The size and scope of home equity theft: Shining a spotlight on New Jersey

November 15, 2021 | By ANGELA C. ERICKSON
spotlight

Home equity theft has cost hundreds of New Jersey families their homes and all the savings built into them.1

Across the nation, property tax collectors can seize and sell homes to collect unpaid taxes if an owner misses a payment or miscalculates what they owe. In many states, property tax collectors also work with private investors who purchase liens on property. These liens are either paid off with additional interest or the investors can seize and sell homes to collect the unpaid taxes and interest on the debt. In most states, the party who seizes and sells property to collect a tax debt must return any surplus proceeds generated by the sale to the original owner.

In New Jersey, however, not only can a municipality or private investor collect the debt, they can also take the entire home.

Tax collectors or private investors can seize everything, no matter how much equity the owner has in the home or how little tax is owed, which has devastating consequences for New Jersians.

Pacific Legal Foundation analyzed New Jersey tax foreclosure records in the first-ever analysis of the size and scope of home equity theft in New Jersey. The data we analyzed covers 19 of the largest cities in New Jersey (consisting of one-fifth of New Jersey’s population) during a seven- year period (2014-2020).2

 

THE FACTS
683 homes were taken and sold in the cities reviewed.

More than $140 million in savings/equity was stolen from those 683 homeowners after the tax debt was deducted.3

On average, homeowners lost 92% of the value of their home, or $219,000, above the tax debt that was owed, which averaged $16,800.

Though we cannot extrapolate this data to the whole state, 680 homes in just 20% of the state is a substantial loss and there are likely to be hundreds of additional homes and millions in equity lost in the remainder of the state.

The cities and private investors gain at the cost of New Jersians losing their homes and what is often their biggest source of savings.
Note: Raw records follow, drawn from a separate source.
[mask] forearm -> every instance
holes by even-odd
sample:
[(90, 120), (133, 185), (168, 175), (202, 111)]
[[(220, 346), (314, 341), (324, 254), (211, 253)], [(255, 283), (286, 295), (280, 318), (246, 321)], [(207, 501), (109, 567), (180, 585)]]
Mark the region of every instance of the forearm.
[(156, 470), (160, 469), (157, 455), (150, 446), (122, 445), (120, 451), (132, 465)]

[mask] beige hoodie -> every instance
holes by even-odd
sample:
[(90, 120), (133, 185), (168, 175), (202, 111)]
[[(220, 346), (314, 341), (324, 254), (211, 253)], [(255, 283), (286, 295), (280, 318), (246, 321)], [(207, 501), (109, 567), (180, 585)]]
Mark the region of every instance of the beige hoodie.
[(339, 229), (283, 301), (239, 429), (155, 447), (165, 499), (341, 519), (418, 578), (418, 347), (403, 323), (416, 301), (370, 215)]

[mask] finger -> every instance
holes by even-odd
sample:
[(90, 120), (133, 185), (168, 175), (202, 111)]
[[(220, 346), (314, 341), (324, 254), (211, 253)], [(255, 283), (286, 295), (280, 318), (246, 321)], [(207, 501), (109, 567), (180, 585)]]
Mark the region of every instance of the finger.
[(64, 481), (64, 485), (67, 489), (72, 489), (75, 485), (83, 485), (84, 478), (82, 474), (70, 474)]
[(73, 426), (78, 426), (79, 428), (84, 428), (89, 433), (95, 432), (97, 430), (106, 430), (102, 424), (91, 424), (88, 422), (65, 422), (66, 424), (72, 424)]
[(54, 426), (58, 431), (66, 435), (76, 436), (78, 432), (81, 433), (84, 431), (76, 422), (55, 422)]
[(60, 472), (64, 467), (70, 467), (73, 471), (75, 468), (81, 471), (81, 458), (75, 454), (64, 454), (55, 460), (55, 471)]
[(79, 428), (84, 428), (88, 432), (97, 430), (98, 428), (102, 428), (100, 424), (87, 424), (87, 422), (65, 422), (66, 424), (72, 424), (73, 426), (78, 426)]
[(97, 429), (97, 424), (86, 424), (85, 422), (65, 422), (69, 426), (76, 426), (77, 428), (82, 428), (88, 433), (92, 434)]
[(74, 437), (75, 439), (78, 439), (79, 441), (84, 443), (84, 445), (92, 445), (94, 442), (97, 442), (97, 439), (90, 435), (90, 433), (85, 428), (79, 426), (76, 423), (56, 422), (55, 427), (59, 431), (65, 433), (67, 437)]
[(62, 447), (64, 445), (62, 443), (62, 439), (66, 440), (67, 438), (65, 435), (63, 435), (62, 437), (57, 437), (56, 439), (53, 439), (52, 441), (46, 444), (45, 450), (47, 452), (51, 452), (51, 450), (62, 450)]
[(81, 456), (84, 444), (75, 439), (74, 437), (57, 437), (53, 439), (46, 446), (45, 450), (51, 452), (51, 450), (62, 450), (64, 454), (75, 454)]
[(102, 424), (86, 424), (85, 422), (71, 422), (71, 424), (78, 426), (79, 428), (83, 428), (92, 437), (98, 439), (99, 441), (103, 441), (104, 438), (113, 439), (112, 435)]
While the analysis is limited to residential property, the problem affects commercial property too, as illustrated by our case Johnson v. City of East Orange.

Learn more here

 

 

Notes

(1)Pacific Legal Foundation is representing one victim in New Jersey who has lost a commercial property, Johnson
v. City of East Orange.

(2) Data come from public records requests for foreclosed tax liens between 2014 and 2020 received from 19 New Jersey cities (Camden, Cherry Hill, Edison, Elizabeth, Hamilton, Hoboken, Jackson, Jersey City, Lakewood,
Middletown, Newark, Parsippany-Troy Hills, Passaic, Paterson, Toms River, Union City, Union Township, Vineland, Woodbridge) and a bulk property data provider, Estated, which provides an estimated value of homes.

(3) Lost savings in the home could only be calculated for 639 homes. Estated did not have estimated home values for the other 44 homes. The calculation is Estated’s estimated value of the home minus the unpaid taxes from public records.